My friend Winter Miller wrote this piece for the Boston Globe.
I’m reposting it here with her permission.
IT SURE was nice to see Barack Obama stand up for Roe v. Wade in the presidential debates. It would also have been nice if he’d stood up for gay marriage. But no one mentioned gay marriage in any of the presidential debates and, what’s more, Obama doesn’t support gay marriage.
As this election unfolds, I’m trying to figure out whom I’m most angered by, Obama or all the straight people I know who haven’t stood up for gay rights. If the majority doesn’t clamor for change, then politicians have no reason to go out on a limb.
As a gay woman, it is unlikely I would need access to abortion. Still, I believe all women regardless of age, income, or circumstance should have a right to choose abortion.
The only mention of gay marriage this debate season was between Senator Joseph Biden and Governor Sarah Palin. I listened as Biden called for same sex unions with the same rights as marriage, a proposition that unfailingly rings of separate but equal. Like most liberals, you probably thought, gosh, gays are accepted now, this is progress.
Let me get this straight: My biracial candidate wants to drink from different water fountains? I looked down at my Obama T-shirt and wondered if I had the heart to go campaign for him.
Those of you who have gay friends, we appreciate your friendship; in fact, nothing says friendship like standing up for us in the face of bigoted adversity. Where is the outrage? Should I be mollified that Ellen DeGeneres’s wedding made the cover of People magazine, as did Clay Aiken’s declaration of gayness? Should I cheer when my email home page pops up a sighting of Lindsay Lohan with her girlfriend? I cheer all right; I think about all the isolated teenagers who are less likely to commit suicide or be ostracized when they see examples of cultural acceptance.
We have seen that public opinion shifts with greater nuance; that the gay lifestyle isn’t so much a hedonistic orgiastic cult as “Leave it to Beaver” where June and June swap wearing the apron and Ward and Ward take turns dropping Wally and Beaver at football and soccer.
Last month, a poll in the Washington Post showed 55 percent of California voters opposed an initiative banning a constitutional right to same-sex marriage, while only 38 percent favored the ban. In a recent Time magazine poll, 72 percent said if a presidential candidate held a position on gay marriage different from their own they’d still consider voting for him, compared with 22 percent who said they wouldn’t vote for him. The same poll showed a tie over opinions about gay and lesbians marrying and receiving the same legal rights as heterosexuals. The tide is turning. Gay marriage is a civil distinction. Whether a particular house of worship chooses to support it is a faith-by-faith decision.
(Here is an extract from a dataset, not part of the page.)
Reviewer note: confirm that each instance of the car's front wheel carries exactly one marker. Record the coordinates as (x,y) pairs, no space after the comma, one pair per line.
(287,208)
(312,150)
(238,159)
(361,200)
Clearly, the battle is to be fought not at the federal level, but state by state. Three states have legalized gay marriage; Massachusetts was the pioneer in 2004, followed by California in 2008, and Connecticut last week. In Vermont, New Jersey, and New Hampshire, civil unions are recognized. There are domestic partner laws permitting partial benefits found in civil unions in Oregon, Hawaii, Maine, and Washington.
The must-do list is long: gay rights, hate-crime deterrents, universal healthcare, equal access to equally good schools, and more – in short, all the things each of us would want for our families, especially when we find ourselves holding the short end of the stick.
The next time you see your gay friend/relative/neighbor, think about the rights you were born into and the rights of others for which you’ve fought. Ask yourself if you can go beyond your comfort zone to advocate for the right for all of us, regardless of gender, race, sexuality, ability, or religion, to pursue and achieve liberty and happiness.
I don’t know if I will choose to marry, just as I never knew if I would choose an abortion, but our convictions mean the most when they include those beyond ourselves.
Winter Miller is author of the plays In Darfur and The Penetration Play.